I hope to turn the title around here, because I have made comments in the past couple days that would seem, on the very face of things, to be contradictory. I am a Christian, yet I have taken other Christians (and pseudo-, or non-; I don't really care what Dinesh D'Souza's religious beliefs are, but if he wants to classify himself as a Christian, so be it) to task for the condescension and intellectual vapidity they too often display. I want to make clear the sources of these comments so someone can't jump up and down and say, Horschach-like, "OOO! OOO!"
First of all, I see nothing incongruous with a Christian saying that we need to listen to those of other faiths, and those of no faith at all. This comes from my firm belief in Christian humility, best summed up in the words of my father: "You don't know every goddamn thing!" Part of Christian humility includes listening to the voices of those who not only don't believe, but can't imagine believing. We have no stake, no interest, and no impetus, for demanding that others believe as we do. All we can do is live our lives, and leave the rest to God.
Second, by trying to take every little bit of information and turn it in to an apologetic moment demeans the faith, demeans the intellectual content of the faith, makes us look small, weak, frustrated. It would seem to me that, for example, the presence or lack thereof of atheists in foxholes or mass murder sites is neither here nor there. As with a famous study of the Holocaust done in Israel, the reaction of survivors was pretty much across the board - some had their faith shattered, some had it strengthened, and some said it had no effect on their faith whatsoever. I think to try and bring God in to an argument here, at least in the way D'Souza wants to, is intellectually flabby (to say the least) as well as dishonest. We need to listen to what real people say about their experiences, not judge beforehand what the spiritual outcome might or might not be.

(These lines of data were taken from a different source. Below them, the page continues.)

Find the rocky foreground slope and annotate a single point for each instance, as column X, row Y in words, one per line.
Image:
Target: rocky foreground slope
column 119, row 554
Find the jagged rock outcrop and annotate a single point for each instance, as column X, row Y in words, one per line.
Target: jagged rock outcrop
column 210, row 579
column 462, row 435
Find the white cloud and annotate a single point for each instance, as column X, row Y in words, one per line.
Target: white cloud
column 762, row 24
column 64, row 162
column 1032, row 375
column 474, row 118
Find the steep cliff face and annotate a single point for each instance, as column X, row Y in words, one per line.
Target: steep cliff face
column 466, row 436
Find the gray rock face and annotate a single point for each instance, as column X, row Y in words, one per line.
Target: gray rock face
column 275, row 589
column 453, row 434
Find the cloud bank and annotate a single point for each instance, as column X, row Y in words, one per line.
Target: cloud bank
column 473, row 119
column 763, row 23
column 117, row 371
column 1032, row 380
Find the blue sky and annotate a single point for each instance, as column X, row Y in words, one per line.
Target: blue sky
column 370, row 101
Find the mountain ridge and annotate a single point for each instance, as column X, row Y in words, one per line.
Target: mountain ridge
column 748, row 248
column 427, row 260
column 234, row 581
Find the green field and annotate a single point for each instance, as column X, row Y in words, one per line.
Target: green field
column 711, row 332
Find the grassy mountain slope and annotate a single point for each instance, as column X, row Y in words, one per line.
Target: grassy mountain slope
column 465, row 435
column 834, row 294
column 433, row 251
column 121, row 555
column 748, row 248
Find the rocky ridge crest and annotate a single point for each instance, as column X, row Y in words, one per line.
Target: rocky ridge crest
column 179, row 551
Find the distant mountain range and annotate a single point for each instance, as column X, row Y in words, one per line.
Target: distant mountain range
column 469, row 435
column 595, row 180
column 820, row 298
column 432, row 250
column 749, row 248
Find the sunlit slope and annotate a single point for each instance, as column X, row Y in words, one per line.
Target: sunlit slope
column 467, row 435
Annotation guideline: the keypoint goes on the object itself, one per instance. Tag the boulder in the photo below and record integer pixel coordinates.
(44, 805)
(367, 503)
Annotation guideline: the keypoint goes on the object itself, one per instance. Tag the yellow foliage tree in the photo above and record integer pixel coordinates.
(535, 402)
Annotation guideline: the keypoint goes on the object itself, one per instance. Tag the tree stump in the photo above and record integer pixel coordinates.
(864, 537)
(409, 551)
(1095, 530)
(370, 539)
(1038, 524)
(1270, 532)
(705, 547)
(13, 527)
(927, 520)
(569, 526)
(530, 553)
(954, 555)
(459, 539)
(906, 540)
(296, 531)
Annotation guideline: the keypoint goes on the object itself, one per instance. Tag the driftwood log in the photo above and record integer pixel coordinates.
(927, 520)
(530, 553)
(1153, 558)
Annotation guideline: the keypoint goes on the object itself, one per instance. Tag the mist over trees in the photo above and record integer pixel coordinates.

I do not believe the Christian faith is proved or disproved by any and every little action we human beings do, or every event that occurs in the world. I do not think we can say with any kind of intellectual honesty that, "The holocaust shows that God does not exist", or "The survival of 'x' people during 'e' event shows that God was with them," or whatever the case may be. this is my main beef with Dawkins; he wants to show that he has definitively proven that God cannot exist. There is simply no way to do that. One can deny God's existence, for some reasons that are both intellectually and emotionally satisfying. One cannot say that one has shown for all time and all places and all people that God is an existential impossibility. It can't be done. Period. Such intellectual shabbiness is on a par with the horribly awful "apologetics" of Josh McDowell.
I think what we Christians need to do is shut up. I think what we Christians need to do is start listening to people, including non-Christians and even anti-Christians. I think we need to ask forgiveness for our pride, the kind of pride that sees no atheists in foxholes, the kind of pride that sees divine providence in a disaster area, the kind of pride that can detect the invisible action of the Almighty in every eigen-state jump of every elementary particle. I think we need to pray more, sing more, worship more, and let go the vast conceit that we have an "in" to the reality of the Universe that is closed to others. We may claim that the universe was created by God, but that doesn't mean we either understand that universe, or the God who created it. I think we need to practice a bit of silence in the face of so much noise and squawking and shouting. We need to be a bit slower to have all the answers. In fact, we need to admit that sometimes, there are no answers, because there are really no questions.
There's just life. That's all. For me, Christianity isn't the magic key to all the mysteries of everything. It's just about life. And sometimes, life is admitting you don't know everything, and listening to other people tell their stories.